Google AI has just released a new version (V6) of their photo dataset Open Images, which now includes an entirely new type of annotation called localized narratives. These multimodal descriptions of images incorporate synchronized voice, text, and mouse trace annotations that provide more in-depth training data for what is already one of the largest open "source annotated" image datasets in the world.
Since the initial release in 2016, the Open Images dataset has grown to hold over 9 million annotated images, and V6 adds millions of new data points to the already impressive corpus. It has become widely adopted by the computer vision community, especially by those working on object recognition and autonomous driving. The ultimate goal of Open Images V6 is to aid progress towards genuine scene understanding by unifying the dataset for image classification, object detection, visual relationship detection, instance segmentation, and multimodal image descriptions. Along with the data, Open Images Challenges are held yearly in order to push the boundaries of common computer vision tasks. Google research scientist Jordi Pont-Tuset notes:
"Along with the data set itself, the associated Open Images challenges have spurred the latest advances in object detection, instance segmentation, and visual relationship detection".
Localized narratives provide spoken descriptions of images which are grounded by the annotator's mouse which hovers over each region of the image that they are describing. Since the voice and the mouse pointer are synchronized, every word in the description can be localized. The mouse traces are seen as a more natural way for humans to provide a sequence of grounding locations, compared to the current standard of listing bounding boxes.

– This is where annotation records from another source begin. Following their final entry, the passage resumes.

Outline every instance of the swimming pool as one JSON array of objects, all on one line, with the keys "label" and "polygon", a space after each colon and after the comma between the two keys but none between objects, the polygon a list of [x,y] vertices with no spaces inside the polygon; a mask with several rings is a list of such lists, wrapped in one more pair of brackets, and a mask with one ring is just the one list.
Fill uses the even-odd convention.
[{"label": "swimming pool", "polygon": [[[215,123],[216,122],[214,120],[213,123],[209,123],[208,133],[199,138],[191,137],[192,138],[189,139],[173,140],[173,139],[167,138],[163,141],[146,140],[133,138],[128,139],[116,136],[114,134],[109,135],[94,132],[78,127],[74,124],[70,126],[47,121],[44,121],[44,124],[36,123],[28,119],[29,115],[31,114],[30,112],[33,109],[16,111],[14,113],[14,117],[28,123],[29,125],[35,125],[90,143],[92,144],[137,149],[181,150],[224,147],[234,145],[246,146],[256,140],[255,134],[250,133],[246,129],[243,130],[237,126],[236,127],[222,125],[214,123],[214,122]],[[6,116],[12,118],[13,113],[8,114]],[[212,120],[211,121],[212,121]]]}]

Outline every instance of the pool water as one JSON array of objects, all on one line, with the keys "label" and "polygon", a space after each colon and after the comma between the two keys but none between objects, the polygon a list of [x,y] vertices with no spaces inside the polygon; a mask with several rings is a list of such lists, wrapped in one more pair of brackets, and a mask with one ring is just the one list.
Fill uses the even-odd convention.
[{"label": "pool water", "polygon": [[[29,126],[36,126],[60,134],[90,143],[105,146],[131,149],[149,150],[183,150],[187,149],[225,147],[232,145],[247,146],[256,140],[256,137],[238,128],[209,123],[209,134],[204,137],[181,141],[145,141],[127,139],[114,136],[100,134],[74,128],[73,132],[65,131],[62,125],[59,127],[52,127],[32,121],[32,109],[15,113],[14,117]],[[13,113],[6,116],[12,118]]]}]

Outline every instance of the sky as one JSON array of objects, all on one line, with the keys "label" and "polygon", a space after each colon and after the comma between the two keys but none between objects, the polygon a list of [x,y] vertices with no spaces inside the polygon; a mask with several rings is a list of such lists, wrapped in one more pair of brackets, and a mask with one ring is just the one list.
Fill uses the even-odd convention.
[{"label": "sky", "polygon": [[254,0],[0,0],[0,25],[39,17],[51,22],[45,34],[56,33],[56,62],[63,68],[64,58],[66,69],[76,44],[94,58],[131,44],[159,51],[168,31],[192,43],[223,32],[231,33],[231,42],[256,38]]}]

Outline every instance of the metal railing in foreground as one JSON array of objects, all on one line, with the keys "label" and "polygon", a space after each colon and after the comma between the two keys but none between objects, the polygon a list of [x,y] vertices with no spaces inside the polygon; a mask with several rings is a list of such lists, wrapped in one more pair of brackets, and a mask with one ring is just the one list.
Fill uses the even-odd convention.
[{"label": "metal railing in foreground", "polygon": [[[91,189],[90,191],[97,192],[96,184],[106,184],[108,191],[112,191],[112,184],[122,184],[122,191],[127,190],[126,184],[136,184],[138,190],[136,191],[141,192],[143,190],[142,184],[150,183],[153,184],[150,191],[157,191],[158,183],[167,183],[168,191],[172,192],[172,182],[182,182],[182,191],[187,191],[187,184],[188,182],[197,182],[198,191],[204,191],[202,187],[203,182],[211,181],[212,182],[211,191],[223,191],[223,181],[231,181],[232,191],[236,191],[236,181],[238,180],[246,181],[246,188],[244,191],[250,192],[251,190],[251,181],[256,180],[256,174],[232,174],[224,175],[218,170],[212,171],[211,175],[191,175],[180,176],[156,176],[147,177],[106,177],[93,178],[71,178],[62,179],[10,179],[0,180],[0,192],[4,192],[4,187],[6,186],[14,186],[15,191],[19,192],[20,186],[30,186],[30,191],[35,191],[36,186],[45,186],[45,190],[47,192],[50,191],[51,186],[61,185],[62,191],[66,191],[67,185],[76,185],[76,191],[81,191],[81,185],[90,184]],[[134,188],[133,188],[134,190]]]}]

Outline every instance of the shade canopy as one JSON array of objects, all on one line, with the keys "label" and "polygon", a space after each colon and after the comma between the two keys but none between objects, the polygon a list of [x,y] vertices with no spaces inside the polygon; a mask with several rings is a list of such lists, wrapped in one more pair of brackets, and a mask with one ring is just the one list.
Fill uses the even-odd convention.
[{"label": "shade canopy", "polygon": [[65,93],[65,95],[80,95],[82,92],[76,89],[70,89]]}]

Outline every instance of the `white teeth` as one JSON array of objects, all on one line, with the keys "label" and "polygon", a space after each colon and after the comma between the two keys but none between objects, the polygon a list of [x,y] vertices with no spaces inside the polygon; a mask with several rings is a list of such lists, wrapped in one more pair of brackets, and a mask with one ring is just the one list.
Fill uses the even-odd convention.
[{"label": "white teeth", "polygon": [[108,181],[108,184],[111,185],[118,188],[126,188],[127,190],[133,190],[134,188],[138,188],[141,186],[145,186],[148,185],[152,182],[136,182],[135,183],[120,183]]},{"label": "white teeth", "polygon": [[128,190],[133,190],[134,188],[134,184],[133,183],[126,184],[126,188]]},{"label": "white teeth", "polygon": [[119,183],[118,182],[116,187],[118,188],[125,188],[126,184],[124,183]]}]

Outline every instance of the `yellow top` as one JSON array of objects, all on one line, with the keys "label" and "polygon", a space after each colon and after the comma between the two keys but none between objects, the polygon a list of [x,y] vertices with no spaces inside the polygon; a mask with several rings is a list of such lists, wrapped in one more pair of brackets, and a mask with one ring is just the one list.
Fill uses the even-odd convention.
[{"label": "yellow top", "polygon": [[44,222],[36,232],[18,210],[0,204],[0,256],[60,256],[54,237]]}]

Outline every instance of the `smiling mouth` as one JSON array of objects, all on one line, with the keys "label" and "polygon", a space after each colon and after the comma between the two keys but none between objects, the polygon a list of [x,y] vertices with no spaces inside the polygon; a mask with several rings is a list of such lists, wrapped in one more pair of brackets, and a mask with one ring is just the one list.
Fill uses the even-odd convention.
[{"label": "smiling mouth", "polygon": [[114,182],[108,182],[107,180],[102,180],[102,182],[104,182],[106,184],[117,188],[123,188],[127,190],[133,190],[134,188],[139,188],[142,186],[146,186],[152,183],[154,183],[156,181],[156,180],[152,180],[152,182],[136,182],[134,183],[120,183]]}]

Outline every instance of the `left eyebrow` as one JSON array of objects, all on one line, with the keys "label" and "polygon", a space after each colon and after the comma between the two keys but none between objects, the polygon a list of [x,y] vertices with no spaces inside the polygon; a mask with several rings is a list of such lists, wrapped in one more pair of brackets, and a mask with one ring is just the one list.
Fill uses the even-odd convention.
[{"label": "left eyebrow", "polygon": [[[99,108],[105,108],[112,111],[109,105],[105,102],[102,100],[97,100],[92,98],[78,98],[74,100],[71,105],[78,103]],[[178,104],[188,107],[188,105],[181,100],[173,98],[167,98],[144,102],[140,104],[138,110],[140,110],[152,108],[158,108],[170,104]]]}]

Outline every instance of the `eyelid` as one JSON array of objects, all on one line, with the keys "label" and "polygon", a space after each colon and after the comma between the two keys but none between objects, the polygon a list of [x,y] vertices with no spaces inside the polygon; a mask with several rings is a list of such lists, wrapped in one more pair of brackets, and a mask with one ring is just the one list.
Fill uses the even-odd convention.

Here is an example of an annotator in action.
V6 provides 507,000 localized narratives like the one shown in the above example. The total length of mouse traces is ~6400 kilometres long, and if the narratives were to be read aloud continuously, it would ~1.5 years to listen to.
The release also includes 1,400 more visual relationship annotations (e.g. "man riding a skateboard") and 25 million annotations of humans performing standalone actions.
The process for obtaining the localized narrative data is slightly different than that for the other Open Images annotation types.
The annotations are in JSON Lines format. Here is a sample annotation:
{
dataset_id: 'mscoco_val2017',
image_id: '137576',
annotator_id: 93,
caption: 'In this image there are group of cows standing and eating th...',
timed_caption: [{'utterance': 'In this', 'start_time': 0.0, 'end_time': 0.4}, ...],
traces: [[{'x': 0.2086, 'y': -0.0533, 't': 0.022}, ...], ...],
voice_recording: 'coco_val/coco_val_137576_93.ogg'
}
To get started with V6, navigate to the GitHub repository to download the data and use the code.
Google envisions that a wide range of research will benefit from the improved data set. Some areas include assistive technology for the visually impaired, supervised CV training, image generation, image retrieval, grounded speech recognition, and voice-driven environment navigation.